Melissa Brown
Published: February 8, 2006
By a vote of 216-214 on Feb. 1, the U.S. House of Representatives approved legislation that will cut roughly $12.6 billion from federal student aid programs, making loans more expensive for students and parents, as part of S. 1932, The Deficit Reduction Act of 2005.
More than 313,000 borrowers in Florida are potentially affected.
Republicans such as House Education & the Workforce Committee Chairman John Boehner (R-OH) applauded the bill’s approval, calling it an “address [to] the fundamental problem of runaway entitlement spending.”
Panhandle Representative Jeff Miller (R-FL) voted for the bill.
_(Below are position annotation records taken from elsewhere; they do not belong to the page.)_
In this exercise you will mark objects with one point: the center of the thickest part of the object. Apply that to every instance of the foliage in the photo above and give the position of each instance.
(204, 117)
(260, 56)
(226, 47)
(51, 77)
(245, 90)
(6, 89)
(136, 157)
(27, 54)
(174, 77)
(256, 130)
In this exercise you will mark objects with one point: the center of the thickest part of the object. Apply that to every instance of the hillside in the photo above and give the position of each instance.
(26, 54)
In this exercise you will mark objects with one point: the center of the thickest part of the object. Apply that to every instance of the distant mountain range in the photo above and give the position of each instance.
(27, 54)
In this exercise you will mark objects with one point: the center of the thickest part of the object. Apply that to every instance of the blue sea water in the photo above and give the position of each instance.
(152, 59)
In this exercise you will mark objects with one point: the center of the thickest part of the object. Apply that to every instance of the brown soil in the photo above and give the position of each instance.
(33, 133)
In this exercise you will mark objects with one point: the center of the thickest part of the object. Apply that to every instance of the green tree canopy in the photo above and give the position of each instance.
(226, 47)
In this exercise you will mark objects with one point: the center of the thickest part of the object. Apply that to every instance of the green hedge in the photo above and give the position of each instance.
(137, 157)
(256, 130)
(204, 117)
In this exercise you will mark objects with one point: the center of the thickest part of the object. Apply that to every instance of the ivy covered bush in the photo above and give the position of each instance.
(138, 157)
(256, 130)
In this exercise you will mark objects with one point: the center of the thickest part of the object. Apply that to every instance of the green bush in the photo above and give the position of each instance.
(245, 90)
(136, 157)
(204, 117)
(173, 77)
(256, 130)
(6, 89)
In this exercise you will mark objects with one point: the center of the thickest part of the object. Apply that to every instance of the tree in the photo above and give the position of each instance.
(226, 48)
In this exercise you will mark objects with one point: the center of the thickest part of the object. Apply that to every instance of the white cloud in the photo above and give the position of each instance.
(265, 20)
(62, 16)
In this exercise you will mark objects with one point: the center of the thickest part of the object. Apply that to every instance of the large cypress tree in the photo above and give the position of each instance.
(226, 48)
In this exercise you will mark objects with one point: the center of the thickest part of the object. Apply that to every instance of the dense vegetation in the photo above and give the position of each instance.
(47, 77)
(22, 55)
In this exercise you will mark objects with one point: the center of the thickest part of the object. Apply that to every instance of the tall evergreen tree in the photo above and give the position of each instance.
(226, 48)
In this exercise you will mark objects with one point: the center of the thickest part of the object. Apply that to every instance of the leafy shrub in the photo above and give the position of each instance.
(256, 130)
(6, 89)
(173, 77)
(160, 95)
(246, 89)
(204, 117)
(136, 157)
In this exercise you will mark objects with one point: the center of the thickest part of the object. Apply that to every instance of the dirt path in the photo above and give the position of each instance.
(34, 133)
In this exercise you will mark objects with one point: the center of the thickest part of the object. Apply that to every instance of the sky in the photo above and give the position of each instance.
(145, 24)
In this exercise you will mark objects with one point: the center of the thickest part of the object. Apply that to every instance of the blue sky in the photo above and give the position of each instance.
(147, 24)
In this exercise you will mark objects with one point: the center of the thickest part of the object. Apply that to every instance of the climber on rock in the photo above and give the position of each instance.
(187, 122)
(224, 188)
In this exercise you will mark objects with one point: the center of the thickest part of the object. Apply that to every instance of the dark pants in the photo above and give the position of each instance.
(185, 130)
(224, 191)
His press secretary Dan McFall provided Miller’s statement regarding the issue:
“Jeff Miller is a fiscal conservative. The country is running a billion dollar deficit and our first priority is [reducing] national debt. We’re selling our debt to China – it’s a burden on all of us now to reduce spending.”
In striking contrast, all Democrats voted against the bill.
This follows the trend set last December when Vice-President Dick Cheney’s tie-breaking vote was needed to pass the bill in the Senate.
Republicans and Democrats disagree about the restructuring of federal student loan programs scheduled to occur after President Bush signs the bill into law, which he is expected to do without delay.
Students and parents will feel the most effects from the cuts, noted by Representative George Miller (D-CA), the senior Democrat on the House education committee.
“Congress has just enacted the largest raid on student aid in history in order to give more money to the wealthy, even while millions of American families are struggling to afford the rising cost of college,” he said.
In a press release issued by America’s Student Loan Providers (ASLP), ASLP Executive Director Kevin Bruns addressed the bill’s negative effects on higher education.
“No one in the higher education community can be happy with the magnitude of the student loan cuts contained in the conference report. Regardless of how you slice and dice it, a $20.3 billion cut in federal student loans is a big hit. A full $18.1 billion in cuts are from the Federal Family Education Loan Program. These cuts will have negative consequences for students, parents, schools, and loan providers.”
StudentAidAction.com, the State’s PIRG Higher Education Project, breaks down specific cuts that will potentially affect student and parent borrowers:
“- [Almost $13 billion] from excessive subsidy payments that student and parent borrowers make to lenders. This bill uses this money to pay for new tax cuts rather than sending it back to students through additional need-based grant aid or lower interest rates.
– Approximately $2 billion by increasing the parent loan interest rate from 7.9 percent to 8.5 percent.”
Although the bill does redirect some savings towards students, such as retaining the 6.8 percent cap on student loan interest rates, most opponents of the bill argue the benefits aren’t enough to counteract the cuts.
“We call on President Bush to uphold the commitment to American economic competitiveness that he made in the State of the Union address, by vetoing this bill, and pushing for more affordable student loan policy,” said Luke Swarthout, the State PIRG’s Higher Education Associate.